Por: Desirée Cordón
Me inquieto. Creo que este sistema de cosas que habito en lo común y lo repetido, es un lugar que no entiendo ni me entiende, y si lo aparenta es seguramente por compromiso. No lo digo resonando por encima de las cosas, lo cuento porque me duele el estómago y, si no lo controlo a tiempo, se vuelve baba y no tiene más que nervios, vergüenza y miedo. Cuando este espacio ácido duele de más, el suelo gira y nadie pareciera conocido. Gira pero gira y no para, las esquinas se estiran tan lejos de mí que no sé si debo subir, bajar o demoler para llegar al mismo punto. Cuando eso pasa, cuando la inquietud me invoca los demonios, voy corriendo hacia ella.

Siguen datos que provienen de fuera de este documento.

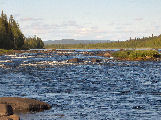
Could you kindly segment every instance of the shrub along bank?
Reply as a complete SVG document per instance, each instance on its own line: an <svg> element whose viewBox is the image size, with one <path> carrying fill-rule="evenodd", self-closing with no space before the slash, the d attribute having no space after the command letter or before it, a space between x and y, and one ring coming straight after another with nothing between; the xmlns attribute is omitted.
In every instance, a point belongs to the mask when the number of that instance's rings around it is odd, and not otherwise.
<svg viewBox="0 0 161 120"><path fill-rule="evenodd" d="M161 58L156 50L124 50L114 52L112 56L121 60L157 60Z"/></svg>

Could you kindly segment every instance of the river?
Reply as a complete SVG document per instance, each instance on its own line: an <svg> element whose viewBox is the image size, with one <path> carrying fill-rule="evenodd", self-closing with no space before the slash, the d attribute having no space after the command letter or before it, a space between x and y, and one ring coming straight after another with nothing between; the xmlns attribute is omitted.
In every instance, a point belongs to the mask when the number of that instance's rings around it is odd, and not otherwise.
<svg viewBox="0 0 161 120"><path fill-rule="evenodd" d="M0 97L34 98L52 105L21 120L159 120L161 62L65 62L96 56L24 53L0 57Z"/></svg>

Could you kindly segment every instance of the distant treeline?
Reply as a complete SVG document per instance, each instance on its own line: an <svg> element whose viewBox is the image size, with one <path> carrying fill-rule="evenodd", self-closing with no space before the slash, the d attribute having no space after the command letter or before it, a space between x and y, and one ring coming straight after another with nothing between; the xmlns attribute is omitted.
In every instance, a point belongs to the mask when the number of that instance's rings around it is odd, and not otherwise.
<svg viewBox="0 0 161 120"><path fill-rule="evenodd" d="M26 38L13 16L1 13L0 16L0 49L30 49L43 48L44 43L38 37Z"/></svg>
<svg viewBox="0 0 161 120"><path fill-rule="evenodd" d="M97 43L97 44L53 44L47 45L46 48L53 49L126 49L126 48L161 48L161 35L150 36L143 38L129 39L127 41L116 41L111 43Z"/></svg>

A ella voy y es, porque lo he visto detenidamente, un cuarto precioso. Cuarto donde el encierro es una apretasón que huele a ella y a su risa china. Las flores que nacen de las esquitas húmedas son gigantes y esponjosas. El aire es dulce, meloso, la consistencia de todo cuanto contiene es tan suave que aruña y da risa. Me aviento de pared en pared, cuando llego al otro extremo caigo tendida en el suelo acolchonado y puedo llegar a orinarme de la emoción. Me quedo sobre el suelo sin identificar si lo que siento en la cara son lágrimas o lluvia, no importa porque nada aquí es juzgado. Aquí no tengo edad ni límites. Si lo imagino, se trasforma. Aquí todo lo tengo, todo es debido y soy la persona que quería ser.
El mundo que busco está en el cerebro de mi mamá. En su electricidad, en sus neurotransmisores, en sus ciclos y sus chispas. Este es el lugar que me prometí encontrar, el lugar donde planeo mi retiro, donde no hay común ni repetido, aquí nada gira, aquí todo está quieto, aquí todo es suave, aquí todo es colocho, aquí todo abraza, aquí todo tiene ojos azules, aquí todo es chocolates, aquí todo me ama.